Но ведь тот же случай мог бы оказать и другое воздействие: трус, прошедший мимо и видевший, как девочка сгорела, мог не посчитать себя виноватым, а в качестве самооправдания и защиты сочинить себе теорию, что «дети вообще зло, особенно маленькие девочки», и на этой почве свихнуться, стать маньяком, который по вечерам, как Фреди Крюгер, выходил бы убивать маленьких девочек.
Именно так часто и появляются разные маньяки, которые таким образом компенсируют некое травматическое событие. Поэтому, возможно, чувство вины очень плодотворно, чувство долга, по которому набегают проценты, плодотворно, а вот чувство правоты, которое целое мировоззрение придумывает, чтобы оправдать свой низкий поступок, — пагубно.
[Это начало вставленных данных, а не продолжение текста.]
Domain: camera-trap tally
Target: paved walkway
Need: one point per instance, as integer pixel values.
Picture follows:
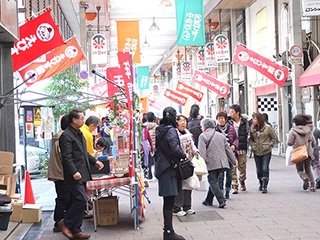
(285, 212)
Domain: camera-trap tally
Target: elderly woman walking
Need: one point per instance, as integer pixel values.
(298, 136)
(262, 139)
(216, 152)
(168, 153)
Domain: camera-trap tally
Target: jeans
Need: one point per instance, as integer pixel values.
(228, 178)
(213, 181)
(262, 165)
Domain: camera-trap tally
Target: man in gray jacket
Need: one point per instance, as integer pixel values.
(216, 152)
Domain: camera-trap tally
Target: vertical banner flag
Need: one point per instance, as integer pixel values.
(128, 39)
(175, 97)
(209, 55)
(213, 84)
(200, 60)
(190, 23)
(143, 77)
(184, 88)
(221, 47)
(99, 53)
(57, 60)
(266, 67)
(186, 71)
(37, 37)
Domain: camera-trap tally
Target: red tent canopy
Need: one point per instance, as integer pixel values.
(311, 76)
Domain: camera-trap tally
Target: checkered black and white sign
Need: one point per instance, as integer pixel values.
(267, 104)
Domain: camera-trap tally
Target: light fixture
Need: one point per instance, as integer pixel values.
(166, 3)
(154, 26)
(145, 44)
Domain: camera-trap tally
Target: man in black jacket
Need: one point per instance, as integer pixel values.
(76, 170)
(241, 126)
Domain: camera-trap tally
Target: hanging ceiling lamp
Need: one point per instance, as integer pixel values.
(145, 44)
(154, 26)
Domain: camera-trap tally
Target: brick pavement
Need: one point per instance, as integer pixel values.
(285, 212)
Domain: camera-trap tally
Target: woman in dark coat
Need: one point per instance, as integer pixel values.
(168, 153)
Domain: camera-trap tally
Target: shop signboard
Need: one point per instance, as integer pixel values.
(221, 48)
(99, 53)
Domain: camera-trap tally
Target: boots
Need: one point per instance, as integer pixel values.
(265, 181)
(313, 187)
(260, 187)
(243, 186)
(169, 234)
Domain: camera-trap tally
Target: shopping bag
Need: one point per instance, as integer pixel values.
(200, 166)
(191, 183)
(289, 155)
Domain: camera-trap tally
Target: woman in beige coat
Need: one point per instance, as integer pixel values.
(262, 139)
(298, 136)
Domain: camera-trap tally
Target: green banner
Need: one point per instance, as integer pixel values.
(143, 77)
(190, 23)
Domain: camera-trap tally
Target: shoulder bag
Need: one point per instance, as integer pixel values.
(300, 153)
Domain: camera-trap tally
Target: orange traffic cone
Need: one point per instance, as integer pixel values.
(28, 193)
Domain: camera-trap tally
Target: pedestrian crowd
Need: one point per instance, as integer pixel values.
(222, 144)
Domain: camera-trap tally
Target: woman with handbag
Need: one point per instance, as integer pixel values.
(182, 205)
(262, 139)
(298, 136)
(168, 154)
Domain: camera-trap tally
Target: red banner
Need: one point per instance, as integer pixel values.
(100, 89)
(266, 67)
(213, 84)
(58, 60)
(37, 37)
(175, 97)
(184, 88)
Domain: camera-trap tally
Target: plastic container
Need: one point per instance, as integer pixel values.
(5, 212)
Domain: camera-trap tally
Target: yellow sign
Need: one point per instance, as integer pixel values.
(37, 116)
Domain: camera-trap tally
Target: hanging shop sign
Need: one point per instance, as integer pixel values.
(99, 53)
(186, 71)
(310, 8)
(192, 92)
(201, 64)
(211, 83)
(210, 60)
(143, 77)
(175, 97)
(128, 39)
(37, 37)
(221, 47)
(190, 23)
(266, 67)
(58, 60)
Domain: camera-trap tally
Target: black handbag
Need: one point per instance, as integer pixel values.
(184, 169)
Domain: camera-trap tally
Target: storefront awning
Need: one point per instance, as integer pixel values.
(311, 76)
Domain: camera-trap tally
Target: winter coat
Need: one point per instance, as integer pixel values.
(218, 154)
(168, 153)
(195, 128)
(298, 136)
(75, 157)
(232, 135)
(152, 130)
(262, 142)
(242, 133)
(55, 168)
(187, 143)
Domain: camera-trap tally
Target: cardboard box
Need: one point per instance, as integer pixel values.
(8, 183)
(31, 213)
(6, 160)
(108, 211)
(16, 215)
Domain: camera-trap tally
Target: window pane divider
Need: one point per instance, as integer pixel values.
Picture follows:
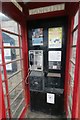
(21, 112)
(14, 73)
(3, 30)
(16, 47)
(16, 97)
(18, 107)
(14, 61)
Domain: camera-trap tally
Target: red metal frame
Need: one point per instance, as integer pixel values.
(20, 18)
(76, 84)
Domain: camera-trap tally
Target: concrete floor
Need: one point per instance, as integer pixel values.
(39, 115)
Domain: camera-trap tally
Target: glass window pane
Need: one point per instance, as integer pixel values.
(9, 24)
(10, 40)
(15, 92)
(13, 68)
(14, 81)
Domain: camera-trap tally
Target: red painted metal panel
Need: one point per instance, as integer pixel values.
(66, 87)
(76, 84)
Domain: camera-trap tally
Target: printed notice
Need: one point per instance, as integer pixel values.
(55, 37)
(50, 98)
(54, 56)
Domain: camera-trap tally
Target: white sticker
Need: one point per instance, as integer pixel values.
(50, 98)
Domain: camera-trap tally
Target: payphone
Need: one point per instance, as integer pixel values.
(36, 60)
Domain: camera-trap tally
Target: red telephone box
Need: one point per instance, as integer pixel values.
(21, 13)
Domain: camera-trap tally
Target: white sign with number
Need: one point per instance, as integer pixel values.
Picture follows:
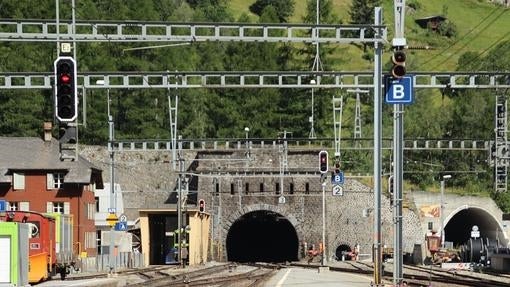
(123, 218)
(338, 190)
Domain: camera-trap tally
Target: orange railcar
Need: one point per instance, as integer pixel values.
(48, 246)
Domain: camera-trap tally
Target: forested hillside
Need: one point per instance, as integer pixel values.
(475, 37)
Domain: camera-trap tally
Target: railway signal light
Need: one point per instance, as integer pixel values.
(323, 161)
(66, 92)
(337, 168)
(390, 188)
(201, 205)
(399, 64)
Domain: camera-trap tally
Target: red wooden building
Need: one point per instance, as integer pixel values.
(33, 178)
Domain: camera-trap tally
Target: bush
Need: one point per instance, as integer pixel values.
(447, 29)
(414, 5)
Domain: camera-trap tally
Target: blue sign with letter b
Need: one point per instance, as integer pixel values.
(399, 91)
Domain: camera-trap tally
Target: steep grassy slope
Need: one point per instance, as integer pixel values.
(480, 26)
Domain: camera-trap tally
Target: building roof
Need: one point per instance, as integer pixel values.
(32, 153)
(423, 22)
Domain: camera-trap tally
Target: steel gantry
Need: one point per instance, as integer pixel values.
(142, 31)
(253, 79)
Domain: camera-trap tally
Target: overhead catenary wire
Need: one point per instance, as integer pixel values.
(465, 36)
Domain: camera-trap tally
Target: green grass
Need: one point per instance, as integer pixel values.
(480, 26)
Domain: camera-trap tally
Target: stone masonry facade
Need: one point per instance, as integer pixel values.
(234, 182)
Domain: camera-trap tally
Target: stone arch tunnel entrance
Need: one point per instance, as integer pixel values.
(458, 228)
(262, 236)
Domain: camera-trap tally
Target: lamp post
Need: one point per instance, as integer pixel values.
(247, 130)
(311, 119)
(324, 260)
(111, 260)
(443, 178)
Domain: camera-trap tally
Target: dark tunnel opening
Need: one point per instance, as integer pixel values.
(262, 236)
(458, 229)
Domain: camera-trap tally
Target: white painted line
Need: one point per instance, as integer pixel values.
(280, 283)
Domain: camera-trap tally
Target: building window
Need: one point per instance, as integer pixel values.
(97, 203)
(18, 180)
(12, 206)
(91, 211)
(90, 240)
(54, 180)
(58, 207)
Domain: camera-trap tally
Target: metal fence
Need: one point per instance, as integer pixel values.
(123, 260)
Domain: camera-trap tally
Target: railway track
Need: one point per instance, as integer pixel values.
(224, 275)
(423, 276)
(147, 272)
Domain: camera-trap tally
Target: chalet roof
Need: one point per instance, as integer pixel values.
(423, 22)
(32, 153)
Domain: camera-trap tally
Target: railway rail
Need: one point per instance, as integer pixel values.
(423, 276)
(220, 275)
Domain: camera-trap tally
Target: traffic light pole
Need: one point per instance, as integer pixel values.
(377, 149)
(398, 139)
(399, 43)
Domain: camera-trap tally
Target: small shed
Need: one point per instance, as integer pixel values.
(431, 22)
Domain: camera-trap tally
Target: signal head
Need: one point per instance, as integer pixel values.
(323, 161)
(399, 66)
(66, 96)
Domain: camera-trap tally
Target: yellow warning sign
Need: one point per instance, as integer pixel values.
(111, 219)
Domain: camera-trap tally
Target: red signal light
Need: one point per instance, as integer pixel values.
(323, 161)
(65, 79)
(201, 205)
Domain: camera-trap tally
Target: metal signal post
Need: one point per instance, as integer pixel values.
(66, 105)
(66, 92)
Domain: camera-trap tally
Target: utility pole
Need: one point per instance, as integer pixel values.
(179, 204)
(377, 147)
(399, 43)
(317, 65)
(112, 183)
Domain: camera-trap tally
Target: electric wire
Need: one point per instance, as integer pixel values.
(468, 42)
(460, 38)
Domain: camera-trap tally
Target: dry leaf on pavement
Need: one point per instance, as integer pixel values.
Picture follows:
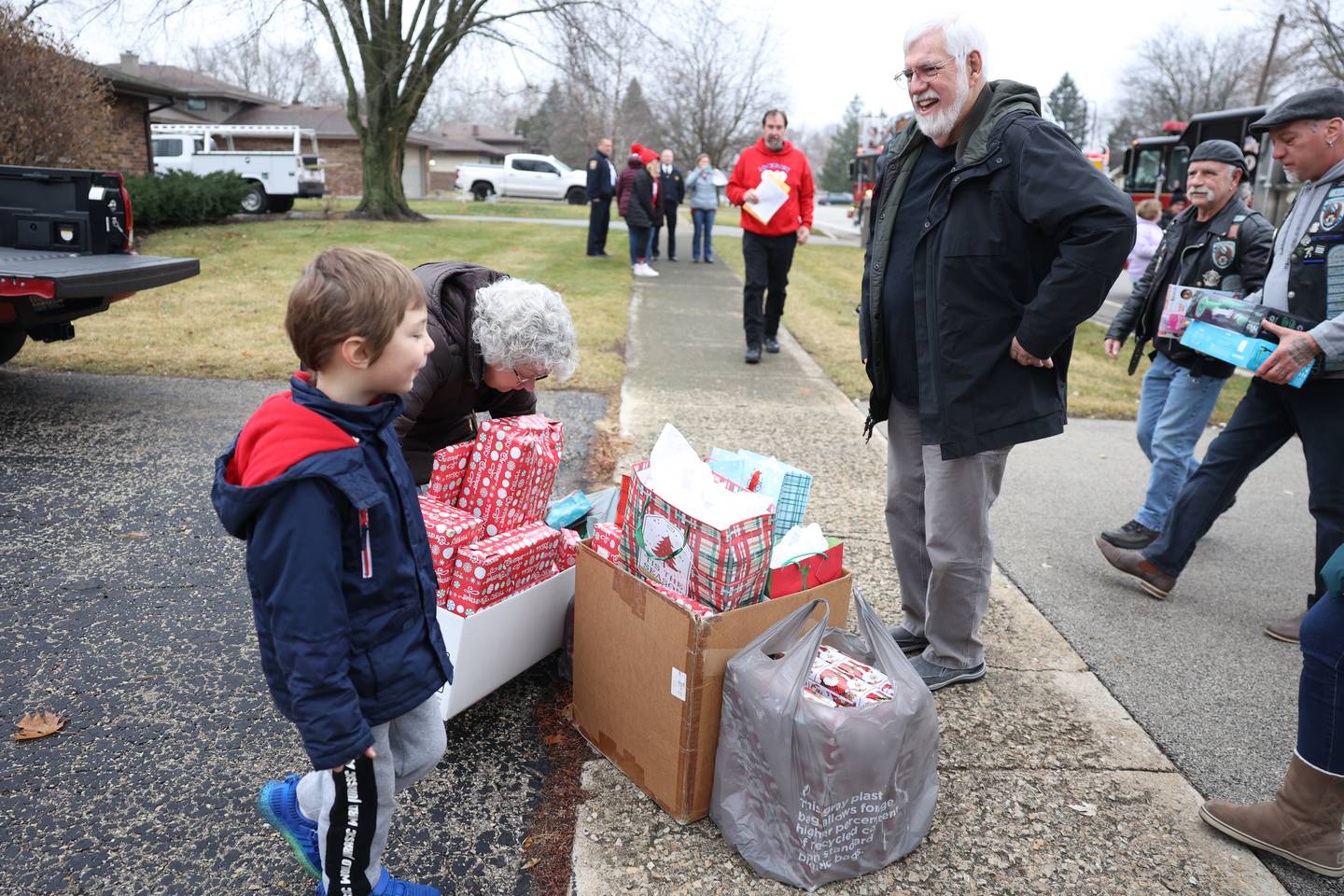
(39, 724)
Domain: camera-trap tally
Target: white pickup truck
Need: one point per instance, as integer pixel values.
(275, 175)
(525, 175)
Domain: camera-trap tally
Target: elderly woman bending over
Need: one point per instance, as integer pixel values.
(494, 339)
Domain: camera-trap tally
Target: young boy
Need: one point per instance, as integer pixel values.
(339, 568)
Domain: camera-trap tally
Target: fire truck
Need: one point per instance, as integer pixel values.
(1155, 167)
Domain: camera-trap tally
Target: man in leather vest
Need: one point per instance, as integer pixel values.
(991, 239)
(1304, 280)
(1218, 244)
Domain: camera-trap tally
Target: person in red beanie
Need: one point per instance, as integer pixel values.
(636, 198)
(767, 245)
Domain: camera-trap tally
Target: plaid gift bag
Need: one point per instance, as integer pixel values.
(787, 483)
(722, 568)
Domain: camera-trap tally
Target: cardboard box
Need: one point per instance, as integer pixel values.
(648, 676)
(497, 644)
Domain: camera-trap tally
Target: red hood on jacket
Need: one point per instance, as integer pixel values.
(277, 437)
(761, 147)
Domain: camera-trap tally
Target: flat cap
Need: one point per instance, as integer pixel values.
(1224, 150)
(1310, 105)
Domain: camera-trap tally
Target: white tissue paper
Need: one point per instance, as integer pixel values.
(800, 541)
(678, 476)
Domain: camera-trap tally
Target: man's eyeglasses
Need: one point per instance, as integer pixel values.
(522, 379)
(928, 72)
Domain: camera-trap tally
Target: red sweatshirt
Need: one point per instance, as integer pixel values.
(746, 175)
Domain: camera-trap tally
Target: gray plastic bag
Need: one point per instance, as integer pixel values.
(809, 792)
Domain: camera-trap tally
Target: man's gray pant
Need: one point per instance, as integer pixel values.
(938, 523)
(354, 806)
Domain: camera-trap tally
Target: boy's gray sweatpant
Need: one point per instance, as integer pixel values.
(354, 806)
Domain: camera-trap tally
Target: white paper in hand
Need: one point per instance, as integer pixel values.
(678, 476)
(770, 196)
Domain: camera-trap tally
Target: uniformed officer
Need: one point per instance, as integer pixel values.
(1216, 244)
(671, 192)
(599, 189)
(1304, 282)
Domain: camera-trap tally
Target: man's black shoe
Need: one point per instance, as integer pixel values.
(1132, 536)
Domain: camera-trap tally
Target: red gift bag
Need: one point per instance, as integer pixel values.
(511, 473)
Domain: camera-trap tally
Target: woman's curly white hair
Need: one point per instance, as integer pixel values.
(519, 323)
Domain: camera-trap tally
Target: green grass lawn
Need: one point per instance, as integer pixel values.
(229, 320)
(824, 289)
(506, 208)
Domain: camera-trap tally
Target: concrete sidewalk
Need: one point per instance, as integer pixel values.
(1046, 783)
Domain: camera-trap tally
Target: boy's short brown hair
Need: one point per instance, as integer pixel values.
(348, 292)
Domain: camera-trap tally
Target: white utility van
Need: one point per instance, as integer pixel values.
(275, 175)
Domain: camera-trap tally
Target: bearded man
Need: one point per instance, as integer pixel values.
(1219, 244)
(991, 239)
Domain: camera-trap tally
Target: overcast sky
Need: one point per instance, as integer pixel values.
(831, 51)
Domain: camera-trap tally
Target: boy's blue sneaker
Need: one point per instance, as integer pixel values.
(278, 805)
(388, 886)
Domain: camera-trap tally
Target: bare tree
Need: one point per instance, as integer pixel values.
(720, 82)
(55, 107)
(286, 73)
(1179, 74)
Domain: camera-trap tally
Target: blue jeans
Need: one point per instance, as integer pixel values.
(1262, 424)
(1172, 413)
(703, 220)
(638, 244)
(1320, 691)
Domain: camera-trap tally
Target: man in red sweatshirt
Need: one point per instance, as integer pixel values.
(767, 241)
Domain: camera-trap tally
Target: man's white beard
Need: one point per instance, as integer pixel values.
(941, 122)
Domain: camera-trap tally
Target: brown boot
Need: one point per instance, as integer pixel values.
(1301, 823)
(1288, 629)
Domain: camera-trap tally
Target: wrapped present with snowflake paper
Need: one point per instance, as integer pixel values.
(448, 529)
(445, 480)
(491, 569)
(511, 473)
(784, 483)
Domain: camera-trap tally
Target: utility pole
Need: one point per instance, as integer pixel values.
(1269, 61)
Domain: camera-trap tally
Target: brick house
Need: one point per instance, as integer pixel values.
(468, 144)
(134, 101)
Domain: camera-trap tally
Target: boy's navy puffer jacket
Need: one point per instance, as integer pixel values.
(338, 563)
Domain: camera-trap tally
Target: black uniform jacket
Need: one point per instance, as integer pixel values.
(1023, 238)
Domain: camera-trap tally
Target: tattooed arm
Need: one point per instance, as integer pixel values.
(1295, 352)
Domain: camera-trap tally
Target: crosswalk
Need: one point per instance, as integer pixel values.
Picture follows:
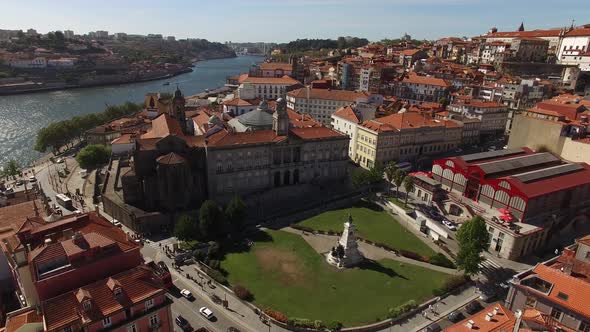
(490, 269)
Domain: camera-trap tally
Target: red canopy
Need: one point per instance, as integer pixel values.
(506, 217)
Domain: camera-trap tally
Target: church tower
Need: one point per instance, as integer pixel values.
(178, 110)
(280, 118)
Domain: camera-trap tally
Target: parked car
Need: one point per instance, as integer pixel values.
(449, 224)
(473, 307)
(456, 316)
(433, 328)
(183, 323)
(187, 294)
(206, 312)
(487, 295)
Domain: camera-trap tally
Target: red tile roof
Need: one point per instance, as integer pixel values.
(347, 113)
(516, 34)
(137, 285)
(163, 126)
(503, 320)
(579, 32)
(276, 65)
(408, 120)
(316, 133)
(417, 79)
(15, 322)
(328, 94)
(576, 290)
(285, 80)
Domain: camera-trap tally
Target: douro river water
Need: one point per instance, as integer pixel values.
(21, 116)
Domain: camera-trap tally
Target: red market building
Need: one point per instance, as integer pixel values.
(538, 190)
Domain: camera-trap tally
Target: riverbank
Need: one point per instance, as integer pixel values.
(94, 85)
(22, 115)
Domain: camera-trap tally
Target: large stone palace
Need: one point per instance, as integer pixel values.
(172, 169)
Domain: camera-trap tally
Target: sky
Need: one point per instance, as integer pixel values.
(286, 20)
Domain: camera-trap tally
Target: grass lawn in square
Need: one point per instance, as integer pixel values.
(372, 223)
(286, 274)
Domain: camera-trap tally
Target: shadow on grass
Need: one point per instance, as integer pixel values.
(375, 266)
(368, 205)
(245, 242)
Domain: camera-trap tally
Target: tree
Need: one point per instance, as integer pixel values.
(409, 186)
(473, 239)
(210, 219)
(398, 180)
(235, 213)
(389, 173)
(11, 168)
(186, 228)
(93, 156)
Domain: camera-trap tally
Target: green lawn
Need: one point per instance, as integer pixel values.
(284, 273)
(373, 224)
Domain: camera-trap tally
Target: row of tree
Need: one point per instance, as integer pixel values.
(66, 132)
(212, 222)
(317, 44)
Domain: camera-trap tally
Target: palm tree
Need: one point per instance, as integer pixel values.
(389, 173)
(409, 186)
(398, 179)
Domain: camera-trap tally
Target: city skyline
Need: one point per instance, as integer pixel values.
(374, 19)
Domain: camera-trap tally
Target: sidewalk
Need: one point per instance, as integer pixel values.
(238, 312)
(444, 308)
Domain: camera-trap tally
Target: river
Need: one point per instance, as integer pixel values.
(21, 116)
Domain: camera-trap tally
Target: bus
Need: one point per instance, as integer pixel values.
(404, 166)
(64, 201)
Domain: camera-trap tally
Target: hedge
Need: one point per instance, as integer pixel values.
(276, 315)
(441, 260)
(402, 309)
(242, 293)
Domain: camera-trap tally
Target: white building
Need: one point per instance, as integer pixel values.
(346, 119)
(265, 87)
(38, 62)
(322, 103)
(69, 34)
(575, 48)
(493, 115)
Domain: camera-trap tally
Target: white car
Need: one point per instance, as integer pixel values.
(206, 312)
(449, 225)
(186, 294)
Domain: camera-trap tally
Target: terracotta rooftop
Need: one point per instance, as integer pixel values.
(407, 120)
(503, 320)
(15, 322)
(517, 34)
(347, 113)
(417, 79)
(276, 65)
(328, 94)
(137, 285)
(285, 80)
(163, 126)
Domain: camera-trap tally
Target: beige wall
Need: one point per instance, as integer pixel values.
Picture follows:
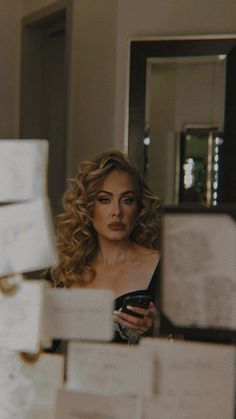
(153, 18)
(93, 67)
(31, 6)
(92, 76)
(101, 33)
(10, 12)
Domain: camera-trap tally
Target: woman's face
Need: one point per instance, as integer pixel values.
(115, 208)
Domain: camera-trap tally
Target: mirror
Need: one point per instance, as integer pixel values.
(182, 129)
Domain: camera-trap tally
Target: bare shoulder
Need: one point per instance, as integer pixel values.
(150, 255)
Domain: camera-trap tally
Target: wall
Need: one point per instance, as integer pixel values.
(93, 67)
(10, 12)
(153, 18)
(183, 93)
(92, 76)
(101, 33)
Но Солженицын именно этот случай: случай не раскаявшегося в своей трусости человека, соорудившего себе теорию «все девочки плохи», чтобы не испытывать чувства вины за то, что не спас одну. Он придумал мировоззрение, согласно которому и война была неправая, и Сталин был плох, и все погибшие погибли напрасно, один он, Солженицын, все правильно сделал.